The term eventually became synonymous with all of the African-American regiments. During the American Civil War, the government formed “colored troops.” After the war, Congress reorganized the army and authorized the formation of two regiments of black cavalry with Infantry designations. Some took the job of protecting Yosemite, others in Yellowstone.
The late 1800’s saw civil rights issues at its extreme. Discrimination increased as the number of African-American U.S. soldiers increased. Racial segregation plagued the nation, yet our soldiers of color exhibited an attitude that reflected their “distinguished service,” protecting their country. In 1886, uncontrolled fires traumatized parks and its inhabitants. According to the National Park Services, in the mid 1800’s, army regiments were dispatched to Yosemite. Four of the six regiments that patrolled Yosemite National Park were African-American–the Buffalo Soldiers, whose duties were evicting poachers and timber thieves and extinguishing forest fires.
Not exactly current events, but some relatively recent history: The 1960 Western film Sergeant Rutledge tells the story of the trial of a 19th-century black Army first sergeant of the 9th Cavalry, played by Woody Strode, falsely accused of rape and murder. One of the characters narrates a history of the term “Buffalo Soldier” as coming from Plains Indians who first saw troopers of the 9th Cavalry wearing buffalo coats and caps in winter, and thought they looked like buffaloes. The movie’s theme song, titled “Captain Buffalo”, was written by Mack David and Jerry Livingston. In the last decade, the employment of the Buffalo Soldiers by the United States Army in the Indian Wars has led a few historical revisionists to call for the “critical reappraisal” of the “Negro regiments.” In this viewpoint, shared by a small minority, the Buffalo Soldiers were used as mere shock troops or accessories to the forcefully-expansionist goals of the U.S. government at the expense of the Native Americans and other minorities.
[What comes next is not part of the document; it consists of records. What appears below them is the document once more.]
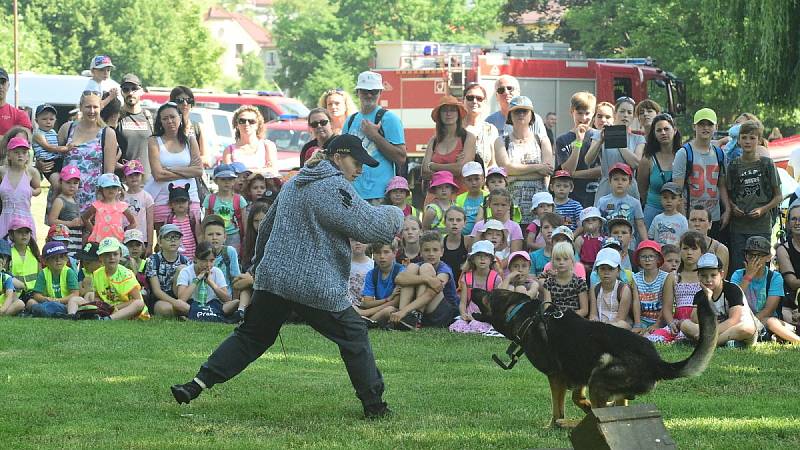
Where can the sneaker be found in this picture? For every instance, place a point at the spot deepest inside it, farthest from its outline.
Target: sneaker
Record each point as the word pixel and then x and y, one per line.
pixel 184 393
pixel 378 411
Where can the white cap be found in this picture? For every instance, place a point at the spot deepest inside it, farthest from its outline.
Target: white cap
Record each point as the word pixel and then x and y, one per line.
pixel 608 257
pixel 369 81
pixel 471 168
pixel 590 212
pixel 482 247
pixel 542 197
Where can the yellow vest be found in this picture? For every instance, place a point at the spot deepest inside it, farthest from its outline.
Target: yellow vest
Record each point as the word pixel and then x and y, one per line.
pixel 27 270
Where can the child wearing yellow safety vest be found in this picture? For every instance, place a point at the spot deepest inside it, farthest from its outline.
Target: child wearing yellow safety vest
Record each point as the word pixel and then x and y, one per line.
pixel 116 285
pixel 56 285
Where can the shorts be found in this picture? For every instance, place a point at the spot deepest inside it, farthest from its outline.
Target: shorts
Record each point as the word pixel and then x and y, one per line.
pixel 442 316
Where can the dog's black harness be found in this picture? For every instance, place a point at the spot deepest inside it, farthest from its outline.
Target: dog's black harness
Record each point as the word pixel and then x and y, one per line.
pixel 515 350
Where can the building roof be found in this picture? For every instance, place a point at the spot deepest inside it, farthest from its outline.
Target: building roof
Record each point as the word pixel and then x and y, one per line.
pixel 254 30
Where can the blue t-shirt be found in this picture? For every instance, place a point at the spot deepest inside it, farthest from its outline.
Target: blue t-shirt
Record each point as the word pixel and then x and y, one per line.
pixel 372 182
pixel 378 287
pixel 757 292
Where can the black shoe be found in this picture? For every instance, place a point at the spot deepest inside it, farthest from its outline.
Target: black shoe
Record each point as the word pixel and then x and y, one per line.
pixel 184 393
pixel 377 411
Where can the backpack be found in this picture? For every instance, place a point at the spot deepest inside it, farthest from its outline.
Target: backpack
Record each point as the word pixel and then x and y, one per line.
pixel 690 164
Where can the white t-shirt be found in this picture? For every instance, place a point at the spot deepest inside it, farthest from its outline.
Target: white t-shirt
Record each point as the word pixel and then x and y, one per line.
pixel 188 275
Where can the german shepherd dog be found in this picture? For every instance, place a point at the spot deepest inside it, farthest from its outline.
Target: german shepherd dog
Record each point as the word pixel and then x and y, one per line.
pixel 615 364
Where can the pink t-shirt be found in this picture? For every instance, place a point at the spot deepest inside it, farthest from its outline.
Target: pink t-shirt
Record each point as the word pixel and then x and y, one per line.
pixel 138 204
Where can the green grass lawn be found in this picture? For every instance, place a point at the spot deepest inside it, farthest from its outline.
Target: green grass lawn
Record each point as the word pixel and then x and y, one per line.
pixel 72 385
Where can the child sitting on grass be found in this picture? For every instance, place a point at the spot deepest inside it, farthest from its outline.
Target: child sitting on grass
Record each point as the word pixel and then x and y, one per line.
pixel 428 293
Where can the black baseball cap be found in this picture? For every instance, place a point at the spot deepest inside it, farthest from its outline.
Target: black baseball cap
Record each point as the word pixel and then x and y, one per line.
pixel 350 145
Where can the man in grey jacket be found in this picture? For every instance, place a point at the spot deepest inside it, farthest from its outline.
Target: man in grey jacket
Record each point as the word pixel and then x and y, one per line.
pixel 303 265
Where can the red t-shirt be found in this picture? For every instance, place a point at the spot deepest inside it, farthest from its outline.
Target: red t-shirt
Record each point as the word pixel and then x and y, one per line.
pixel 11 116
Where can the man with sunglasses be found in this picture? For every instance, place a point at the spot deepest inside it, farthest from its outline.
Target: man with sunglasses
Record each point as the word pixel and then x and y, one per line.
pixel 381 133
pixel 135 124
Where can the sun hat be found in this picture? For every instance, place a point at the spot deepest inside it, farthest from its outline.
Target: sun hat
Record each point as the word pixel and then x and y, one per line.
pixel 607 257
pixel 443 177
pixel 369 81
pixel 54 248
pixel 471 168
pixel 17 142
pixel 100 62
pixel 108 245
pixel 482 247
pixel 70 173
pixel 518 102
pixel 448 100
pixel 348 144
pixel 589 213
pixel 648 244
pixel 133 235
pixel 621 167
pixel 497 170
pixel 169 228
pixel 542 197
pixel 133 166
pixel 397 182
pixel 564 231
pixel 705 114
pixel 108 180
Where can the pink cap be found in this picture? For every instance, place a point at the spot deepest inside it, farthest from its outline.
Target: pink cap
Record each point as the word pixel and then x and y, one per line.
pixel 70 173
pixel 18 142
pixel 397 183
pixel 133 166
pixel 443 177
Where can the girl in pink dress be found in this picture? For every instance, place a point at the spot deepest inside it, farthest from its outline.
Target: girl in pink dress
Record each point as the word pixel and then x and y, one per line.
pixel 18 183
pixel 108 211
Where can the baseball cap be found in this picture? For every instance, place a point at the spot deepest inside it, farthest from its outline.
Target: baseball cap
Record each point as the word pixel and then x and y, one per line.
pixel 17 142
pixel 108 245
pixel 482 247
pixel 108 180
pixel 542 197
pixel 133 166
pixel 70 173
pixel 757 244
pixel 471 168
pixel 669 186
pixel 101 61
pixel 622 167
pixel 224 171
pixel 709 261
pixel 705 114
pixel 564 231
pixel 350 145
pixel 608 257
pixel 45 107
pixel 369 81
pixel 54 248
pixel 169 228
pixel 133 235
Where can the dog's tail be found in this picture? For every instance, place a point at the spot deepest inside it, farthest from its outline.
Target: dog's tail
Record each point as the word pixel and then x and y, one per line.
pixel 697 362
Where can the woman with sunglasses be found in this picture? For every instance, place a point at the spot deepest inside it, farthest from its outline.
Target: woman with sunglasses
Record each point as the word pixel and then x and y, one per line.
pixel 174 161
pixel 474 122
pixel 184 98
pixel 663 141
pixel 320 124
pixel 339 105
pixel 257 153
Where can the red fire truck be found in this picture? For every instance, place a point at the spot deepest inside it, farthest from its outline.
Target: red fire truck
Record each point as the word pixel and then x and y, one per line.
pixel 417 74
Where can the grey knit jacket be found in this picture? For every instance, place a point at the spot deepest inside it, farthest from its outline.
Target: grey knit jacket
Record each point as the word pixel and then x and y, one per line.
pixel 302 250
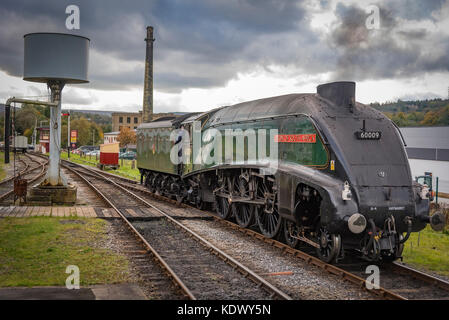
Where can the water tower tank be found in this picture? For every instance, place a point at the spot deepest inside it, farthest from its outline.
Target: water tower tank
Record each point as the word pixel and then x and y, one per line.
pixel 56 56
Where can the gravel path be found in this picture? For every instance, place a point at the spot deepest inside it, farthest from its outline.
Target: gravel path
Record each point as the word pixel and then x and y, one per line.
pixel 305 282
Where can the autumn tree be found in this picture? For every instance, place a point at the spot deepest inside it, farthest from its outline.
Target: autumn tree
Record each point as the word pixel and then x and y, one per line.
pixel 126 136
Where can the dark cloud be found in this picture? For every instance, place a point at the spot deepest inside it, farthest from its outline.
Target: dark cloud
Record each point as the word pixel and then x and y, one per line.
pixel 207 37
pixel 388 52
pixel 207 43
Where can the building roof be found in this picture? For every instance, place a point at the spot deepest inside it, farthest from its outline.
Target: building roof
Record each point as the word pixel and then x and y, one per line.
pixel 426 137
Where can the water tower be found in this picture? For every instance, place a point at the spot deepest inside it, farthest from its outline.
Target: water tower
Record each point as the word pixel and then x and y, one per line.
pixel 56 59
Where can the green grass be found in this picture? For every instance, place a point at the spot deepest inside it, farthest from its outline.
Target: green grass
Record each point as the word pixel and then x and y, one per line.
pixel 124 170
pixel 2 164
pixel 36 251
pixel 431 253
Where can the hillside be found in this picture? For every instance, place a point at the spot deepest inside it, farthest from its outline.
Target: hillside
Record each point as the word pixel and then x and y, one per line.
pixel 433 112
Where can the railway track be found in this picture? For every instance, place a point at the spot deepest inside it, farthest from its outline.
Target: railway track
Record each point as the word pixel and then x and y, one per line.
pixel 200 269
pixel 397 281
pixel 28 173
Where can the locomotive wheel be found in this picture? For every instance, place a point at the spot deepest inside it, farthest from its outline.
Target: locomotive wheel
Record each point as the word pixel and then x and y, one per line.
pixel 243 212
pixel 149 182
pixel 330 245
pixel 223 207
pixel 199 204
pixel 291 231
pixel 267 216
pixel 269 223
pixel 388 258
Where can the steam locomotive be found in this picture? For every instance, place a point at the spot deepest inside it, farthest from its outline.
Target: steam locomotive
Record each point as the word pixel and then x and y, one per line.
pixel 317 169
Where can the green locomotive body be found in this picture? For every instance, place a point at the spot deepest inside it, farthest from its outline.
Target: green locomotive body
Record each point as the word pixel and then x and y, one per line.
pixel 318 168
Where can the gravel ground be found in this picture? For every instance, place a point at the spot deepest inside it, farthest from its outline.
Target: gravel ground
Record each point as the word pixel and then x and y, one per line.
pixel 306 282
pixel 159 286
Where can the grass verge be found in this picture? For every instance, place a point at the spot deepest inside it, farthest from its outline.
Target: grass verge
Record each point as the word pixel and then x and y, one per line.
pixel 428 250
pixel 36 252
pixel 2 164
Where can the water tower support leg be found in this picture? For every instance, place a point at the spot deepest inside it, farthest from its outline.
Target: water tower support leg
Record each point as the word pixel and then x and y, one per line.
pixel 55 135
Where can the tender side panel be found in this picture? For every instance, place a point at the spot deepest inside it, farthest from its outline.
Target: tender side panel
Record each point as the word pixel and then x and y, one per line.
pixel 153 151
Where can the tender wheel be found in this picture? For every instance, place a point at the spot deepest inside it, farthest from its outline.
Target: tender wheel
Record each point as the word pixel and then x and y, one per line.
pixel 291 232
pixel 243 212
pixel 330 245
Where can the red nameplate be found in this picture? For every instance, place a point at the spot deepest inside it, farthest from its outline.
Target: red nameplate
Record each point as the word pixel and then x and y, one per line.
pixel 295 138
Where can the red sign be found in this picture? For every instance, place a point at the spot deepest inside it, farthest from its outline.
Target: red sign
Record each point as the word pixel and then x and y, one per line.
pixel 73 136
pixel 295 138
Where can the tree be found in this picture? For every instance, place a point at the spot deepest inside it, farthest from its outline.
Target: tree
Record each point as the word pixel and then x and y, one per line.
pixel 126 136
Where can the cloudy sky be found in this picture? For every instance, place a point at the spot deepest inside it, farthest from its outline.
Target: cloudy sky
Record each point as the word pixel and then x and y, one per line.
pixel 221 52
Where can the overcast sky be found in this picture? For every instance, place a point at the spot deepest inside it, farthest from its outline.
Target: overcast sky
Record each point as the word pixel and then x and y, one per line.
pixel 221 52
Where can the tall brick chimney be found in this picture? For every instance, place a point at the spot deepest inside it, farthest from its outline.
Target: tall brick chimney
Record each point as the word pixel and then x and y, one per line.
pixel 148 85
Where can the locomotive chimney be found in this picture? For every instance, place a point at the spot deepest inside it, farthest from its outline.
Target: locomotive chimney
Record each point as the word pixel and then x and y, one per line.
pixel 341 93
pixel 148 81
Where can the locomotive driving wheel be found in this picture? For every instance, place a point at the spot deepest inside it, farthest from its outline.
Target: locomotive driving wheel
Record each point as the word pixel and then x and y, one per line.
pixel 267 216
pixel 222 204
pixel 291 233
pixel 329 245
pixel 243 212
pixel 149 182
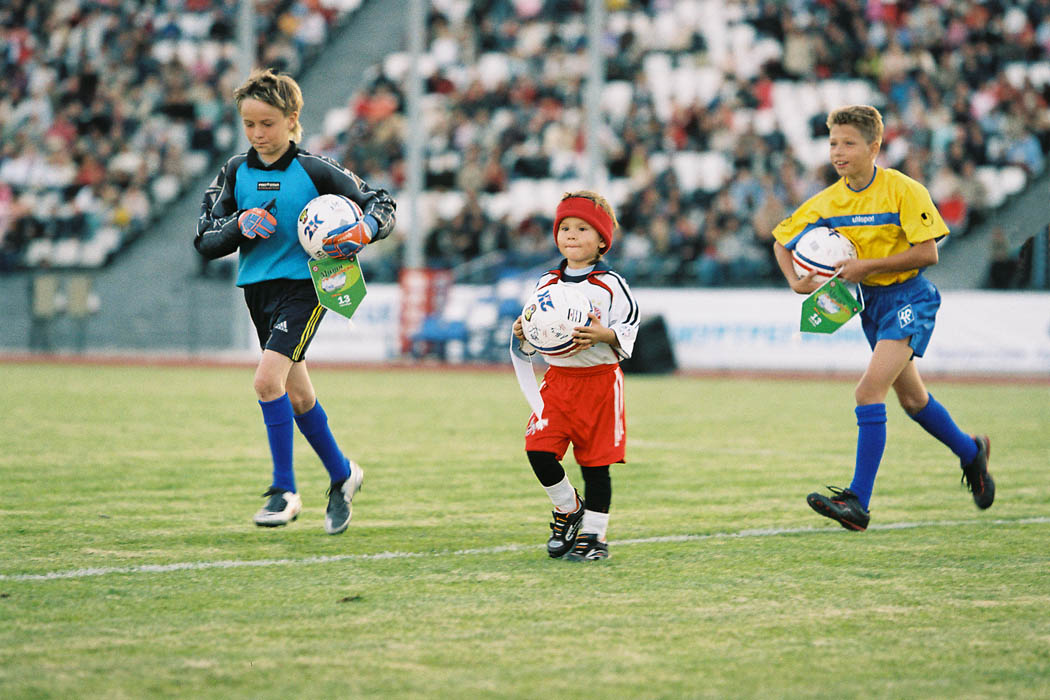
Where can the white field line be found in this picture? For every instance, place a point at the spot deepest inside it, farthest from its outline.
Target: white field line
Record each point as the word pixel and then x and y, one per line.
pixel 234 564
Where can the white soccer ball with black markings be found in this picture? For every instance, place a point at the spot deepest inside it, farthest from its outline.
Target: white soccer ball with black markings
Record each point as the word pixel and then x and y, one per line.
pixel 320 216
pixel 819 250
pixel 549 317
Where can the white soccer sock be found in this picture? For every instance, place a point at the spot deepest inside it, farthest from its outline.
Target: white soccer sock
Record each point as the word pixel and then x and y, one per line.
pixel 595 523
pixel 563 495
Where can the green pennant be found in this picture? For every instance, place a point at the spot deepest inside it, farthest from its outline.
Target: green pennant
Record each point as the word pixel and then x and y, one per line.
pixel 339 284
pixel 828 308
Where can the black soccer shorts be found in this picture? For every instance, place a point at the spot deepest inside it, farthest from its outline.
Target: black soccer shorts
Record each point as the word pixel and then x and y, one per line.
pixel 286 315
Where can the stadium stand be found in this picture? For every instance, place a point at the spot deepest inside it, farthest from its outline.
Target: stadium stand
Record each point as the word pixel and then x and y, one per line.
pixel 108 109
pixel 714 120
pixel 714 124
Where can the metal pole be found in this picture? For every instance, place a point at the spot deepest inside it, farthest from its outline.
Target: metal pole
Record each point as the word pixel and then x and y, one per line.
pixel 595 176
pixel 414 236
pixel 246 51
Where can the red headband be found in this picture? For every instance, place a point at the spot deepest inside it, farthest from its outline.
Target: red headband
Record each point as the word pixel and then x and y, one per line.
pixel 589 211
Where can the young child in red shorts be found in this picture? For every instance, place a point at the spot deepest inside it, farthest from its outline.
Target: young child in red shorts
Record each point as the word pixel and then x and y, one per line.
pixel 583 391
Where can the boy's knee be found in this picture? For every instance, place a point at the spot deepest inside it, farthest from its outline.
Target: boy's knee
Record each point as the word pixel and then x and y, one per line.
pixel 911 403
pixel 267 387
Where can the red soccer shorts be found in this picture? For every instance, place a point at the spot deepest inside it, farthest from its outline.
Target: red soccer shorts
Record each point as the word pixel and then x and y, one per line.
pixel 585 406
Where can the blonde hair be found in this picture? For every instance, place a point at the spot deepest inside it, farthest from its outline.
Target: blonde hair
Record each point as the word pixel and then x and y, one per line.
pixel 864 118
pixel 275 89
pixel 597 199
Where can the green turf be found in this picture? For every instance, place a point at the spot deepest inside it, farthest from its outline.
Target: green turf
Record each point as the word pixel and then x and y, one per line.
pixel 441 588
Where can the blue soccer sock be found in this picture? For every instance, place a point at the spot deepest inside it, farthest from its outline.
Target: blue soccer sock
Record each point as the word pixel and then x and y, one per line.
pixel 870 443
pixel 937 421
pixel 313 424
pixel 277 416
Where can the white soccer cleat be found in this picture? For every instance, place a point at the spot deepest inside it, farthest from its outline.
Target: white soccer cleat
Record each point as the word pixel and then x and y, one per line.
pixel 340 507
pixel 280 509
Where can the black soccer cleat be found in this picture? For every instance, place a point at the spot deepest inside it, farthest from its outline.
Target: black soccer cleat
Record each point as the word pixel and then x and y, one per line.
pixel 588 548
pixel 975 474
pixel 564 529
pixel 843 507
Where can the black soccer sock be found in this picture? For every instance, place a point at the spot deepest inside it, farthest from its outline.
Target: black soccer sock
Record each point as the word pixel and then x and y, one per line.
pixel 546 466
pixel 597 485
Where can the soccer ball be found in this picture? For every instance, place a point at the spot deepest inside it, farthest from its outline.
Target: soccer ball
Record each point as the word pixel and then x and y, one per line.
pixel 818 250
pixel 549 317
pixel 320 216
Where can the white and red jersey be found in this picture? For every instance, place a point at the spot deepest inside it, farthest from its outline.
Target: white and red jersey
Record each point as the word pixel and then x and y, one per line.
pixel 613 304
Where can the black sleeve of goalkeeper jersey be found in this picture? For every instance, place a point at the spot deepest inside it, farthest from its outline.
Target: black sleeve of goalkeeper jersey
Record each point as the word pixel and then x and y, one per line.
pixel 217 232
pixel 330 177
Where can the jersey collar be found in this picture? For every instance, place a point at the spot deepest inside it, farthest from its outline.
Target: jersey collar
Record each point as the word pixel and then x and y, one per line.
pixel 563 271
pixel 280 164
pixel 874 174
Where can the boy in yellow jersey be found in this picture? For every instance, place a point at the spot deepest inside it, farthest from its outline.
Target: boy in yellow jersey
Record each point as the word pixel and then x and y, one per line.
pixel 893 221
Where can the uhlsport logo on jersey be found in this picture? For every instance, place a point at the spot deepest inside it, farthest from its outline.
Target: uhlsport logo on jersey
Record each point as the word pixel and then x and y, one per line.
pixel 905 316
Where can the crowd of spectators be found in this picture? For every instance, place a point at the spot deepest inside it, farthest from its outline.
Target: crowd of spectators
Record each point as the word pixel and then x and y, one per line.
pixel 108 107
pixel 964 88
pixel 713 126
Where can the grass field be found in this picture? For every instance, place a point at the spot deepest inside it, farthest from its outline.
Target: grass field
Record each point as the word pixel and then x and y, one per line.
pixel 129 567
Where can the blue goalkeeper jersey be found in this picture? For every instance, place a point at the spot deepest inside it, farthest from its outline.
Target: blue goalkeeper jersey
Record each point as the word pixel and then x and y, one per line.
pixel 292 181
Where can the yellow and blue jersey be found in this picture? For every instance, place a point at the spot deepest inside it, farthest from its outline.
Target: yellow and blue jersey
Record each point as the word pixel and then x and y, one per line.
pixel 889 215
pixel 291 182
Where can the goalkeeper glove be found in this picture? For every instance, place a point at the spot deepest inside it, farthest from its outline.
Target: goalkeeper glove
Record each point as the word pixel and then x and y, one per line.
pixel 258 221
pixel 347 241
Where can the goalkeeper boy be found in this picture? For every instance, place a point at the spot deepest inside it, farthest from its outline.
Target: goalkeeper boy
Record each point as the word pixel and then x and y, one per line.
pixel 893 221
pixel 252 207
pixel 583 393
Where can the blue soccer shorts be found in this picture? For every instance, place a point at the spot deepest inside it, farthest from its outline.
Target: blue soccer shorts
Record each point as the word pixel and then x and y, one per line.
pixel 905 310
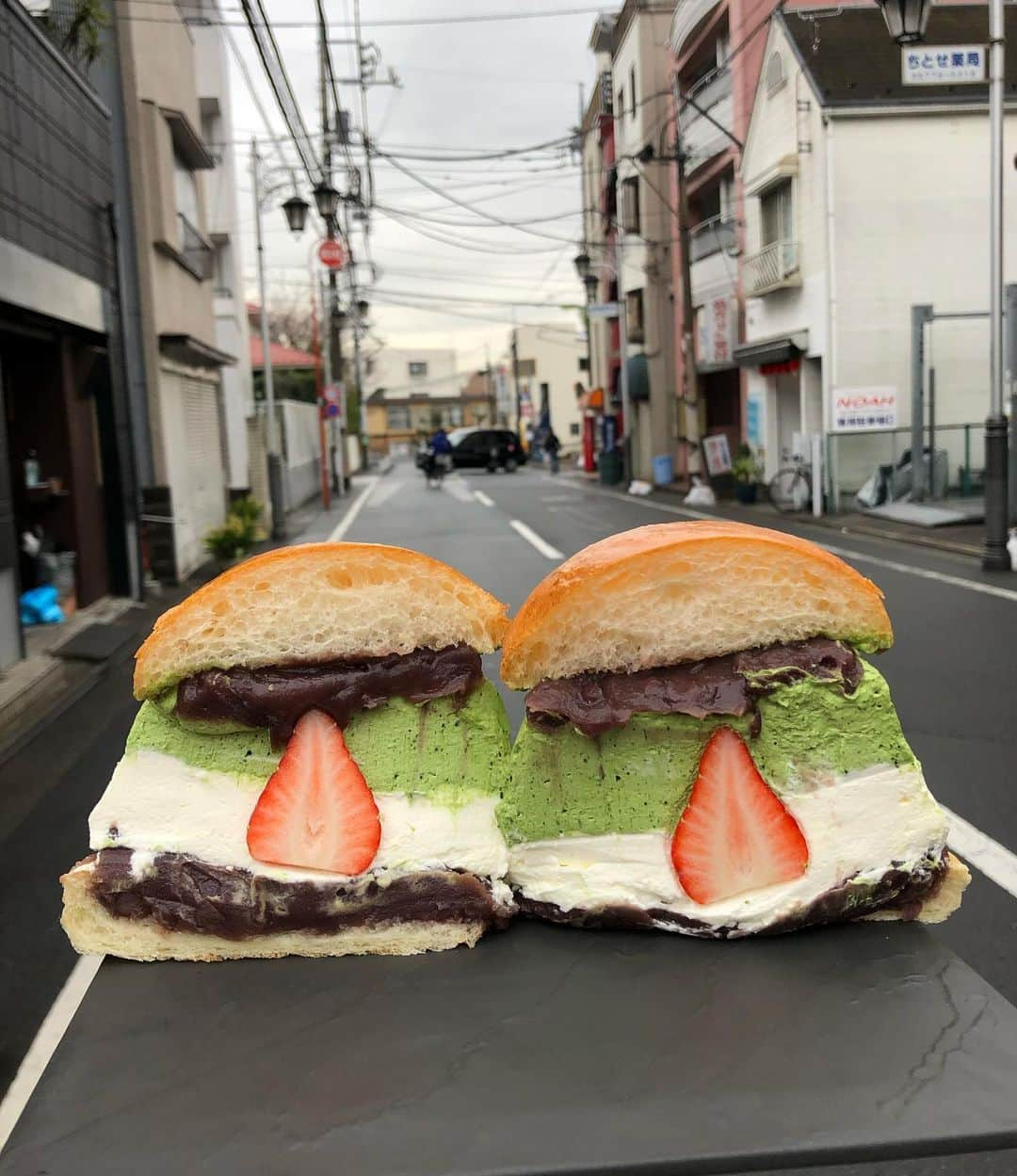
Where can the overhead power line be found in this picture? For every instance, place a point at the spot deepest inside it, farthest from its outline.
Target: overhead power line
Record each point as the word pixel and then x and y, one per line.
pixel 278 78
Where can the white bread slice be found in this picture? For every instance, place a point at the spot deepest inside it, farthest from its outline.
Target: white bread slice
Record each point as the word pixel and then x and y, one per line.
pixel 318 603
pixel 686 590
pixel 93 930
pixel 941 903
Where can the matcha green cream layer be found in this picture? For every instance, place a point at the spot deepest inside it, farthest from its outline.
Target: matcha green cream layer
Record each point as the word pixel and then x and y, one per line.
pixel 445 750
pixel 638 778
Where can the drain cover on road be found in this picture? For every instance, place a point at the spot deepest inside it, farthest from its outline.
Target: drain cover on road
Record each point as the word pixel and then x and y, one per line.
pixel 98 642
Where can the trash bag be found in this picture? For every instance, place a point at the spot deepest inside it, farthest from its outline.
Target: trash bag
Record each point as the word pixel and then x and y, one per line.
pixel 701 494
pixel 39 605
pixel 876 491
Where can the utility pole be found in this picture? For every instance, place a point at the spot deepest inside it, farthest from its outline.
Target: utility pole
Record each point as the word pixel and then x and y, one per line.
pixel 334 368
pixel 272 432
pixel 515 354
pixel 690 382
pixel 994 556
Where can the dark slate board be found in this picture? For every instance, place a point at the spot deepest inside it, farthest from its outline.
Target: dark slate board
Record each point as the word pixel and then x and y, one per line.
pixel 542 1050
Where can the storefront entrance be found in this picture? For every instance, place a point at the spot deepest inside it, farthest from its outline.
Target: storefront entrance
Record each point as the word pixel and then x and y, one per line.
pixel 61 515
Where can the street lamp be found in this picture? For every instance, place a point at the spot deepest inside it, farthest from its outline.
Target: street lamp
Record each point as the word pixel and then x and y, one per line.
pixel 327 199
pixel 906 19
pixel 265 187
pixel 297 209
pixel 586 268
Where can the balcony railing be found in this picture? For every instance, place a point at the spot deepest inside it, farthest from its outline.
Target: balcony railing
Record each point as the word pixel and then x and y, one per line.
pixel 707 135
pixel 710 236
pixel 772 268
pixel 194 250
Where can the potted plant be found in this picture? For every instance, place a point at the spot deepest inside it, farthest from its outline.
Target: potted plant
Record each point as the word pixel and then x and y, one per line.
pixel 235 539
pixel 747 472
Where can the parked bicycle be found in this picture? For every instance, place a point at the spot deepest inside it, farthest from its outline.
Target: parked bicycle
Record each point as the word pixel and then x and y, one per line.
pixel 791 487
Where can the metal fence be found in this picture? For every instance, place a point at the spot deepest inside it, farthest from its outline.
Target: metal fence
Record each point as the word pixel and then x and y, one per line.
pixel 852 458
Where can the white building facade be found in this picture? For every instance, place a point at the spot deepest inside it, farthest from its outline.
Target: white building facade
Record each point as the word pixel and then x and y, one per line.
pixel 641 107
pixel 864 199
pixel 222 225
pixel 550 363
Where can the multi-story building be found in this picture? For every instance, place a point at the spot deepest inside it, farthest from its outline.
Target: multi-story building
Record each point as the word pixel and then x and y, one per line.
pixel 714 90
pixel 549 362
pixel 220 189
pixel 628 222
pixel 66 463
pixel 147 74
pixel 411 392
pixel 852 184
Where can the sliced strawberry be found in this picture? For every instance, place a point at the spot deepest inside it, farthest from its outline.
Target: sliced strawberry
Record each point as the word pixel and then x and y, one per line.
pixel 316 809
pixel 734 834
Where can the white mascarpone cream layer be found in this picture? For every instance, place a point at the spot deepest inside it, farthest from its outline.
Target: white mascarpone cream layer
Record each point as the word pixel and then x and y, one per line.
pixel 156 803
pixel 854 825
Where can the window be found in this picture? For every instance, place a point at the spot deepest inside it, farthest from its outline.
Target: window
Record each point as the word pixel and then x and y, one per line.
pixel 634 316
pixel 630 203
pixel 775 73
pixel 185 188
pixel 776 214
pixel 221 272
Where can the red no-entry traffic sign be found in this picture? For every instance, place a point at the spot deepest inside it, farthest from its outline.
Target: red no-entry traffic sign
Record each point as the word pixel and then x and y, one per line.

The Buffalo Soldier Cavalry Regiment was formed in 1866 at Fort Leavenworth, Kansas, and was an active regiment until the Korean War in 1951. The last and oldest living Buffalo Soldier, Mark Matthews, died at the age of 111 on September 6, 2005 and was buried at Arlington National Cemetery. An honor reserved for those who have gallantly served our country.
“History is a source of strength,” says Pulitzer Price winning historian, David McCullough. “It sets higher standards for all of us.”
What era in American History surprised you?